Zusammen mit der Stoffmengenkonzentration c = n / V gilt:

c(vorher) = c(nachher) * V(nachher)  /  V(vorher)

Nehmen wir die erste Zufügung: 1μL

Lösung A:

50mM = c(nach) * 101μL  /  1μL

c(nach)  =  0,5mM


Lösung B:

100μM  =  c(nach) * 101μL  /  100μL

c(nach)  =  99 μM

Parfait !

Die restlichen Zufügungen funktionieren dann analog.


Bonne chance :)

Beantwortet von 6,1 k

Bei der 2. und 3. Zufügung denke bitte daran, dass es sich immer um die gleiche Probe handelt, die Tropfen also nacheinander zugefügt werden.

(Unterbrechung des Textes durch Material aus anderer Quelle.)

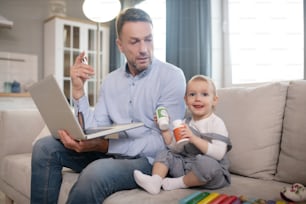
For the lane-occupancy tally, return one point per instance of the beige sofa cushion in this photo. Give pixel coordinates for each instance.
(292, 162)
(253, 117)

Für Lösung A gilt somit für die 2. Zufügung (19µL):

V(vorher) = 20μL (1+19), V(nachher) = 120μL (101+19)

Im Kontext:

50mM = c(nachher) * 120μL  /  20μL

c(nachher)  =  50mM * 20µL / 120µL  =  8,3mM

Harmoniert also wunderbar !

Bei Unklarheiten frag' einfach nach :).